What better excuse to throw a Lord of the Rings party than to celebrate our favorite ‘Bagginses’ birthdays?
Today is Bilbo and Frodo’s birthday so it’s time to celebrate! Of course, the most appropriate way to party is Hobbit style, but for some of you, that just isn’t your speed. But don’t worry, you have options! Here’s a handy guide to help you plan your party, no matter what Lord of the Rings race suits you most associate with.'
To celebrate like a Dwarf, your best bet is to go to a bar or a house that is nowhere near other houses.
- The more people the better, so invite all of your friends and family. Yes even your extended friends and extended family.
- Dress code: Casual. Everyone can wear whatever they want, but it’s probably better to dress comfortably as it’s sure to be a wild night.
- Make and/or buy all the food you can. There’s no specifications of what either. Any and all the food! Make it a potluck too, that way you’re less likely to run out.
- Alcohol. And lots of it. Mead, beer, ale, whatever. At the end of the night, a drink’s a drink. You might have to be the lone sober person who’s coherent enough to call for lots of cab rides.
- Set aside time for some sing-alongs (though it’s likely somebody will start them on their own).
- It’s not a bad idea to plan a crafts activity either. But it’s possible people will create their own project with empty beer bottles, cans, caps, and whatever else is lying around.
- Or just braid each other’s hair.
- The party could go on well into the morning, so it’s recommended you get as much sleep beforehand as you can.
A Hobbit style birthday celebration is very warm and inviting. It is most successful when partaken at home with your closest friends and family.'
- Everyone will be coming to your house, so you’ll want to tidy up and pass the vacuum through once or twice.
- Dress code: Green and yellow attire if possible, otherwise bright colors will do just fine. Nothing too fancy, but don’t show up in sweatpants either.
- Lots of food is essential. If your guests don’t leave with a too-full stomach, you haven’t done a good job.
- Dishes should consist of assorted breads and cheeses, meat, potatoes, and a nice big cake at the end. Make sure to season your dishes for lots of flavor!
- Some alcoholic beverages, like wine and ale, would surely be appreciated by your guests, but don’t go too overboard.

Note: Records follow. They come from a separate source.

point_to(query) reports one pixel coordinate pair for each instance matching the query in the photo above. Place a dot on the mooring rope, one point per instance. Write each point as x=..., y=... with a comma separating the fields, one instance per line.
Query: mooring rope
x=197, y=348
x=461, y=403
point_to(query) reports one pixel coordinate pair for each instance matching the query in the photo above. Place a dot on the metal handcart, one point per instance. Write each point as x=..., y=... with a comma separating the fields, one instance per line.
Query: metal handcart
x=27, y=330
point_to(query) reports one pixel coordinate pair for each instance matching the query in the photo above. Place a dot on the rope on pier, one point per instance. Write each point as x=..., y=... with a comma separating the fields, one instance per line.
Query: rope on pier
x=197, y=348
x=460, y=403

- The atmosphere should feel cozy. If it’s nice outside, spend some time in the garden chatting before the evening chill sets in. Otherwise, a warm living room or basement (with a small fire, if possible) is ideal. Create an atmosphere that encourages people to relax and talk.
- Music is optional. But if you do have it, play it quietly so it doesn’t interfere with conversation.

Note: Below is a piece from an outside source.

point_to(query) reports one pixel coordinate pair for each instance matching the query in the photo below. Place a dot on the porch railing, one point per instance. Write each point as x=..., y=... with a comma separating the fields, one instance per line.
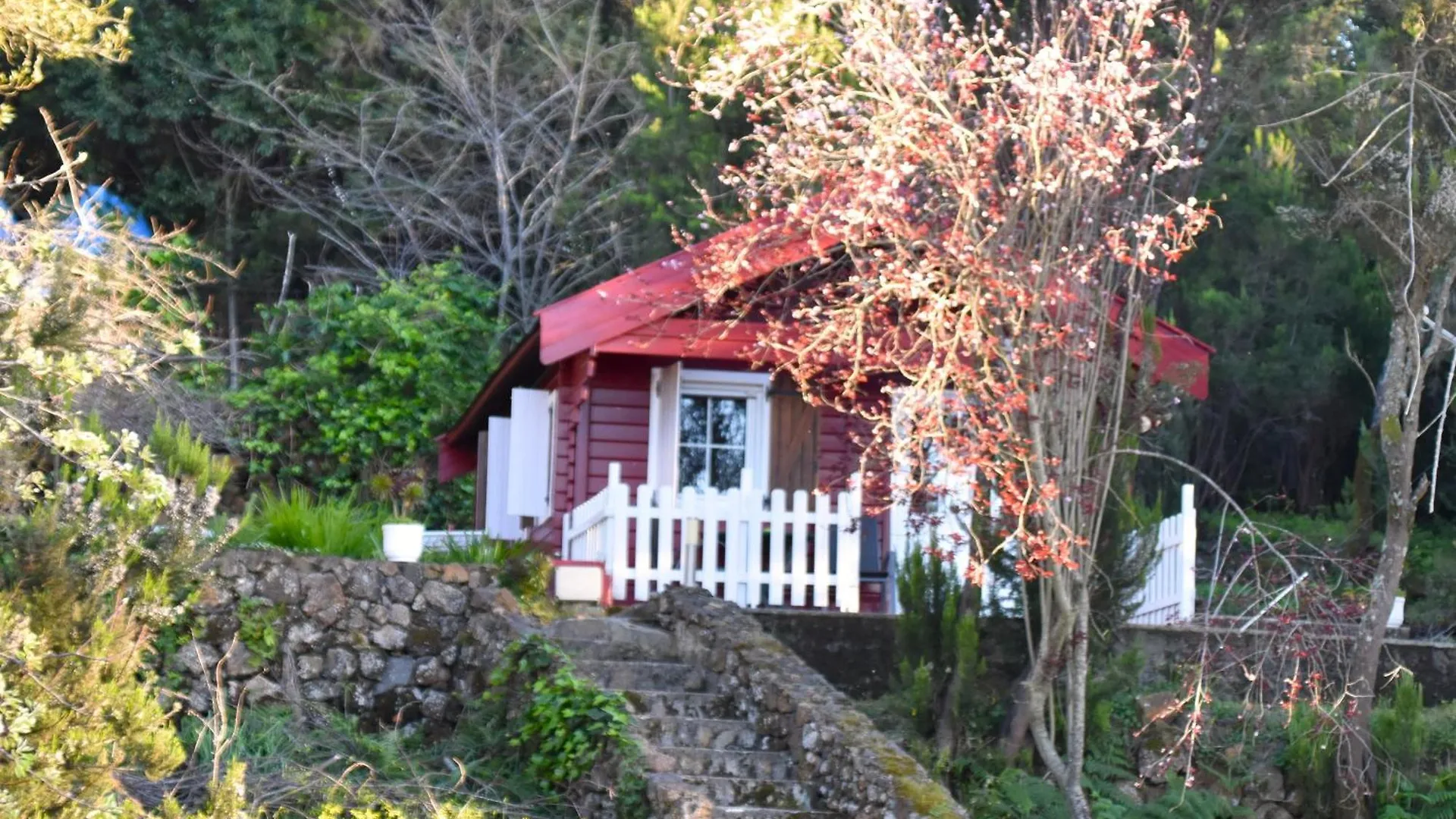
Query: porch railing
x=1168, y=594
x=752, y=545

- Don’t forget to give your guests a small gift at the end of the night!
Are you seriously considering this when you have options like Hobbit and Dwarf?

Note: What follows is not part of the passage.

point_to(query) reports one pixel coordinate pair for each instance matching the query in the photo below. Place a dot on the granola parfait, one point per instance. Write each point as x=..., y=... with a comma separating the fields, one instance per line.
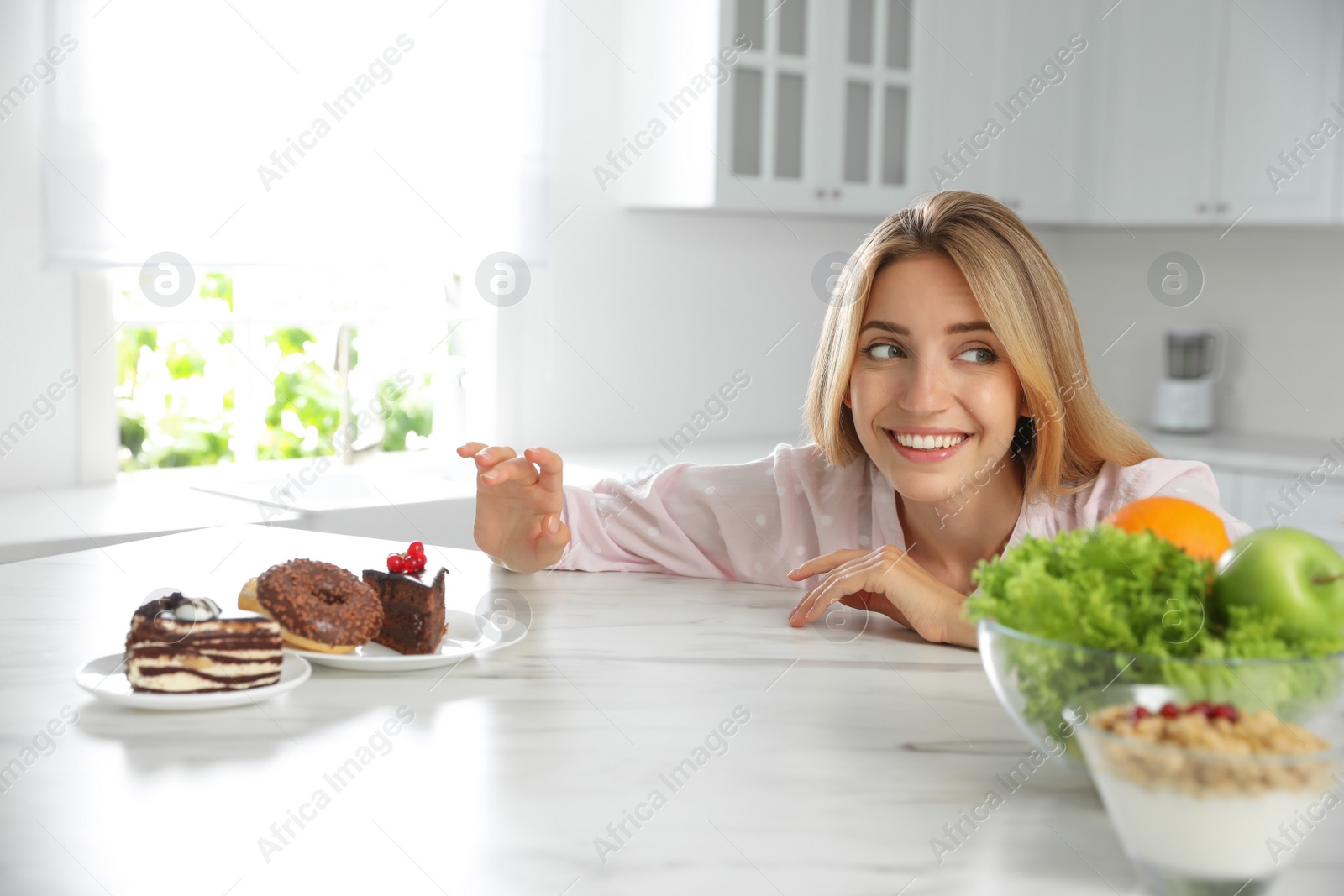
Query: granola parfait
x=1209, y=799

- Invite your Elf, Hobbit, and Dwarf friends.
- Let them plan the party.
An Elvish style celebration is, quite literally, all about style. It’s an elegant and formal affair, though if you must classify it with a word, call it a ball.
- Make arrangements to reserve a space in a banquet hall (or a similar type space appropriate for a ball).
- Dress code: Formal. Black tie and classic gowns (not too revealing).
- Catering is at a minimum. A small selection of meats wouldn’t be amiss, but it’s more important to have small portions that are easy to eat. For example, fruit and vegetable trays, cheese and crackers, dessert tarts, etc.
- Alcohol is not necessary but if you must include it, have a selection of wines.
- It’s important for music to play throughout the night. Obviously it should be classical music, but whether it’s live or not is determined by performers’ availability.
- Open floor space should be allocated for dancing, in addition to areas along the perimeter to sit and stand for the purposes of conversing.
This option is highly unrecommended, as Orcs tend to kill each other and others over pettiness. The smallest tiff at your party could lead to a massacre, so proceed with caution.
- The party can’t start until the sun goes down, so make sure you have ample lighting fixtures to see by.
- The location should be away from other people, so no public outings. Keep it confined to your house or an area far away from other residents.
- Dress code: Dirty clothes, or clothes you wouldn’t care if they got dirty or ripped.
- Meat is essential, cooked as raw as possible (or uncooked as much as possible…). Bread and water would be a good addition as well. The rest should be scrounged from the surrounding area. Make it a game!
- Absolutely no alcohol. You wouldn’t want to increase the odds of poor decisions.
- The party doesn’t end until everyone has gone home or everyone is dead*.